In the case of Smith v. Board of Review, the employee, Conchita Smith, was laid off from her job with the United States House of Representatives on March 15, 2013.  Despite being terminated a month early, Ms. Smith waited until April 21, 2013 to file for unemployment benefits.  Ms. Smith claimed that she was waiting for her employer’s instructions on how to file for unemployment benefits, although she admitted that she was familiar with the unemployment process.  After being found eligible for unemployment benefits, Ms. Smith failed to report her claim for unemployment every two weeks and, as a result, was found to be ineligible for benefits for those weeks.  However, during at least some of the weeks, Ms. Smith claimed that she was unable to report her claim due reasons caused by the Division of Unemployment and through no fault of her own.  For example, Ms. Smith claimed that she was placed on hold for inordinate periods of time (only to be disconnected) and the online system persistently rejected her Personal Information Number that had been provided her to contact the Division and report her claim for unemployment benefits.

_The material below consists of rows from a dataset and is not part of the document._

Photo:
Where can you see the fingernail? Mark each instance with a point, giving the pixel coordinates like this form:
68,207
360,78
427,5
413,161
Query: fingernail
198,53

The Court ruled in Ms. Smith’s favor by remanding the matter back to the Appeal Tribunal for further proceedings regarding her eligibility for unemployment benefits for the weeks in which Ms. Smith attempted to reach the Division but was unable to do so through no fault of her own.   The Court found that Ms. Smith should be entitled to unemployment benefits for any weeks she was unable to claim due to the fault of the Division of unemployment.